What Is the Pearson Correlation Coefficient? A Plain-English Guide
Updated 2026-06-11 · 7 min read
The Pearson correlation coefficient, written r, is a single number between −1 and +1 that measures how closely two sets of numbers move together. For investors it answers a practical question: when one ETF goes up, does the other tend to go up too, move the opposite way, or do its own thing? This guide explains what r is, how it is calculated, and how to read it without the jargon.
What the number actually means
Pearson's r captures the strength and direction of a linear relationship between two variables:
- +1 — perfect positive: the two move in lockstep, up together and down together.
- 0 — no linear relationship: knowing one tells you nothing about the other.
- −1 — perfect negative: when one rises, the other falls by a proportional amount.
Real-world pairs land somewhere in between. Two broad A-share ETFs might show r ≈ 0.9 (they rise and fall together), while an equity ETF and a government-bond ETF often sit near zero or slightly negative — which is exactly why investors pair them.
The formula, demystified
For two series x and y, Pearson's r is the covariance of x and y divided by the product of their standard deviations:
r = Σ(xᵢ − x̄)(yᵢ − ȳ) / √[ Σ(xᵢ − x̄)² · Σ(yᵢ − ȳ)² ]
In words: for each observation, measure how far x is from its average and how far y is from its average, multiply those two distances, and add them up. If x and y tend to be above (or below) their averages at the same time, the products are positive and r climbs toward +1. If one is high when the other is low, the products are negative and r falls toward −1. Dividing by the standard deviations rescales everything into the fixed −1 to +1 range, so the result doesn't depend on the units.
How strong is 'strong'? Reading the value
There's no universal law, but a common rule of thumb for the absolute value of r is:
- 0.8–1.0 — very strong
- 0.6–0.8 — strong
- 0.4–0.6 — moderate
- 0.2–0.4 — weak
- 0.0–0.2 — negligible
The sign matters as much as the size: r = −0.7 is just as strong a relationship as r = +0.7, only in the opposite direction. For diversification, a low or negative correlation is often the goal — see the diversification guide.

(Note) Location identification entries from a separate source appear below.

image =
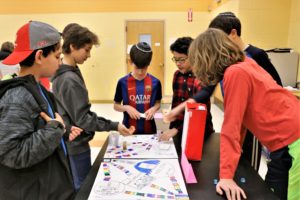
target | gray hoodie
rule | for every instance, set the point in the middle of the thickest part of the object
(73, 104)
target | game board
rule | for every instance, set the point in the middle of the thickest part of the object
(138, 179)
(141, 146)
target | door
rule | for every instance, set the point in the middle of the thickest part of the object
(151, 32)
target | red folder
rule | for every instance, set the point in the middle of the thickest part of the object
(193, 130)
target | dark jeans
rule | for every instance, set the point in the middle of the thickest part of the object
(277, 177)
(80, 165)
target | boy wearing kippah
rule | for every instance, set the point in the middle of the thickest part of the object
(33, 155)
(138, 94)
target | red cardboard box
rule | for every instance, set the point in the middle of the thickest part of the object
(193, 130)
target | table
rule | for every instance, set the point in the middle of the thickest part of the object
(206, 171)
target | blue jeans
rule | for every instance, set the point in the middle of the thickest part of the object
(80, 166)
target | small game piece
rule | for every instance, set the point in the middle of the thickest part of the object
(124, 145)
(215, 181)
(242, 180)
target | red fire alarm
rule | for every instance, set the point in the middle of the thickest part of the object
(190, 15)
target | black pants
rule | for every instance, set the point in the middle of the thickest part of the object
(252, 150)
(277, 176)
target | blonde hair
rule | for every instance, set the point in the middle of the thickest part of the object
(211, 53)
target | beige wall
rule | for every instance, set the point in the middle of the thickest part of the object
(107, 63)
(294, 29)
(267, 24)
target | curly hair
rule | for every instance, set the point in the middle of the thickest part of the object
(211, 53)
(78, 36)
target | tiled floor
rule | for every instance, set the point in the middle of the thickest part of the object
(107, 111)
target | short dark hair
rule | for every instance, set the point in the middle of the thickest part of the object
(78, 36)
(29, 61)
(141, 55)
(226, 21)
(181, 45)
(67, 28)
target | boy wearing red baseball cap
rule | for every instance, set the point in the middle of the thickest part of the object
(33, 156)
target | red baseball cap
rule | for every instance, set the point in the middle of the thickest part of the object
(31, 36)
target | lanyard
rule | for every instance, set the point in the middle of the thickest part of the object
(52, 116)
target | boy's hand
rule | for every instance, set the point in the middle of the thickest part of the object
(170, 116)
(123, 130)
(150, 113)
(75, 131)
(57, 118)
(231, 189)
(168, 134)
(132, 112)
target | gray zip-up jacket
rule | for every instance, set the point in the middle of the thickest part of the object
(73, 104)
(32, 162)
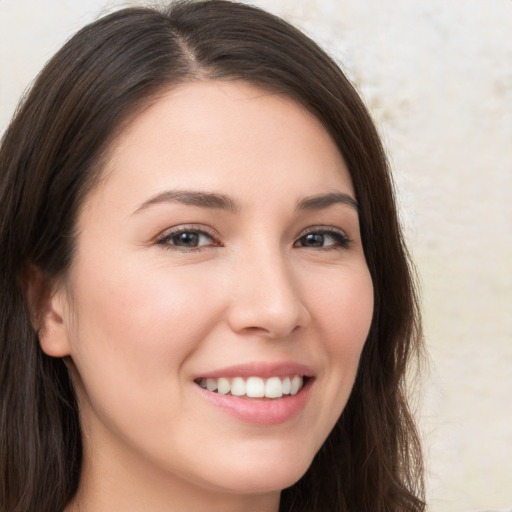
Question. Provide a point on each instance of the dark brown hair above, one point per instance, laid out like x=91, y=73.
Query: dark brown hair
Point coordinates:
x=50, y=157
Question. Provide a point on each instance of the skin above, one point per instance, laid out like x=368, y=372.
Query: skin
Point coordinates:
x=139, y=319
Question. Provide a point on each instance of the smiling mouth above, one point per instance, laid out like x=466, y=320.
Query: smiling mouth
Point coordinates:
x=254, y=387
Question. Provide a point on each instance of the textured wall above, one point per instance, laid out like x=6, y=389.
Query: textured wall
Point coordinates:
x=437, y=76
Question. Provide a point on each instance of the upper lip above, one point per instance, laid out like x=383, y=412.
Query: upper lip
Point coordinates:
x=260, y=369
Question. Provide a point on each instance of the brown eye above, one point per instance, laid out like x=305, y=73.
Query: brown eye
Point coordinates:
x=323, y=239
x=187, y=239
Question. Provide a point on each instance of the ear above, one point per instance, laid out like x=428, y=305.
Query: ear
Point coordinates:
x=49, y=311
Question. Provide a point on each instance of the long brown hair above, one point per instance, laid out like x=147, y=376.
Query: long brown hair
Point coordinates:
x=50, y=157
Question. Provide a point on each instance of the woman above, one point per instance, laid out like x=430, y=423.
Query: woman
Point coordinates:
x=206, y=300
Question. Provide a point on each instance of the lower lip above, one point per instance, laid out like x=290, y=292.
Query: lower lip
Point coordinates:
x=258, y=411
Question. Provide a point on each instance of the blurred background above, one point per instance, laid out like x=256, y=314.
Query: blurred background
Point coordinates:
x=437, y=77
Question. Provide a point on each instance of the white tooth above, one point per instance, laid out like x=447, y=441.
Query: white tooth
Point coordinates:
x=273, y=387
x=287, y=385
x=211, y=384
x=223, y=386
x=296, y=385
x=255, y=387
x=238, y=386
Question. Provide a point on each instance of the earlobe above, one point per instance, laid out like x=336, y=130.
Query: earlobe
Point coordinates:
x=48, y=306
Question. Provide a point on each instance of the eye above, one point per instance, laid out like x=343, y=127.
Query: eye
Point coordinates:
x=323, y=239
x=187, y=238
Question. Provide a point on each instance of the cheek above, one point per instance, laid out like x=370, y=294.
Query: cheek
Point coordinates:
x=344, y=306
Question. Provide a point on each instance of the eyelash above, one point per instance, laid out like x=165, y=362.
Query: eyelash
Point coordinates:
x=341, y=241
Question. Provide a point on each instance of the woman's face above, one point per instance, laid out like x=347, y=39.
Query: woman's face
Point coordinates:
x=221, y=250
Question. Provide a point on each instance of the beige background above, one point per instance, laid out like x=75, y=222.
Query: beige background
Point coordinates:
x=437, y=76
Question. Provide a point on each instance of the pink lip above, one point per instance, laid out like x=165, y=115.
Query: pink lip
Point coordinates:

The big caveat: correlation is not causation
A high r tells you two series moved together; it does not tell you one caused the other. Both may be driven by a third factor (for A-share ETFs, that's often broad market sentiment or liquidity). Pearson's r also only sees linear relationships — two variables can be strongly related in a curved way and still show r near zero. Treat r as a useful summary, not the whole story.
Why investors compute r on returns, not prices
This is the single most common mistake. If you feed raw ETF prices into the formula, almost any two funds look highly correlated — simply because both prices drifted upward over the years. That shared trend swamps the real co-movement. The fix is to use daily returns (the percentage change from one day to the next). Returns strip out the long-term drift and reveal whether the funds actually move together day to day. Every result in this tool is computed on returns for exactly this reason.
FAQ
What is a good correlation coefficient?
It depends on your goal. To confirm two funds track the same thing, you want r near +1. To diversify a portfolio, you want low or negative correlation — closer to 0 or below — so the holdings don't all fall at once.
Can the Pearson correlation be exactly 1 or −1?
In theory yes, but with real market data it almost never happens. Values of ±1 require a perfect straight-line relationship. Even two ETFs tracking very similar indexes usually land around 0.95–0.99, not exactly 1.
Is Pearson correlation the same as R-squared?
They are related: R-squared is simply r multiplied by itself (r²). So an r of 0.8 corresponds to an R-squared of 0.64, meaning about 64% of one variable's variation is explained linearly by the other.